3. Respondents also argue (Br. in Opp. 5-7) that the decision below does
not impair the purposes of the automatic stay provision, because the court
below stated (Pet. App. 21a) that "district courts must conform their
actions to the time limits in § 3626(e)(2) unless compelling reasons
for setting them aside can be articulated." That argument is unpersuasive
for two reasons.
First, the rule announced by the court below is quite different from the
regime that Congress sought to impose. Under the court of appeals' rule,
if the district court does not resolve the case within 90 days, the result
is to leave the decree in place at least for the duration of an appeal by
state officials, and until the case is resolved if the court articulates
a compelling reason for the delay. Under the statute, by contrast, the presumptive
result of delay is for the statutory stay to take immediate effect; the
decree remains in place only if the court finds traditional equitable grounds
for suspending the stay.
Second, even assuming the court of appeals' rule is identical in substance
to the rule Congress sought to impose, the court below failed to provide
any rationale for its holding that a court must comply with the statutory
time limit unless it has a compelling reason for setting it aside. If an
Act of Congress is constitutional, a court must comply with its terms, regardless
of how strong the court's reasons are for setting them aside. If, on the
other hand, a statute is unconstitutional, a court would not need any reason,
much less a compelling reason, for failing to comply with its mandate. The
court of appeals therefore had no authority to declare the automatic stay
provision unconstitutional, and then direct lower courts to follow its mandate
unless they have compelling reasons for setting it aside. See Reno v. ACLU,
521 U.S. 844, 882-884 (1997) (after declaring a statute unconstitutional,
a court may leave intact textually severable provisions and may impose a
limiting construction when the statute is readily susceptible to such a
construction, but it may not rewrite the law to conform to constitutional
requirements).
4. Finally, respondents contend (Br. in Opp. 7-10) that the court of appeals
correctly held that, if the automatic stay provision strips federal courts
of authority to issue interim equitable relief, it is unconstitutional.

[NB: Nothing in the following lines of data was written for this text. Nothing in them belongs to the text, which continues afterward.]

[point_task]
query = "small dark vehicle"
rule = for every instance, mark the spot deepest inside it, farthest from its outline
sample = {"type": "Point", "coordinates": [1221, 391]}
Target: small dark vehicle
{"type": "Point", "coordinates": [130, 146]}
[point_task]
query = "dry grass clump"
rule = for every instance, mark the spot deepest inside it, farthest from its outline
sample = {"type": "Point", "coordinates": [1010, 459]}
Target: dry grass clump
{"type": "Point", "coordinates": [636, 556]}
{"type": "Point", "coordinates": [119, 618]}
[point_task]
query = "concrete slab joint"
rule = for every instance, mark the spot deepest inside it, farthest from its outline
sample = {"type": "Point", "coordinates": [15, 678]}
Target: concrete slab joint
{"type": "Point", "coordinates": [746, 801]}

The cases cited by petitioner demonstrate that, if the statute were interpreted
to foreclose a court from suspending the automatic stay under traditional
equitable standards, it would raise a serious constitutional question. But
that is simply another reason that the court of appeals should have interpreted
the statute not to foreclose a court from issuing such interim relief. The
court of appeals' failure to interpret the statute in a way that would have
avoided a serious constitutional question warrants this Court's review.
* * * * *
For the reasons discussed above as well as those set forth in our petition,
the petition for a writ of certiorari should be granted.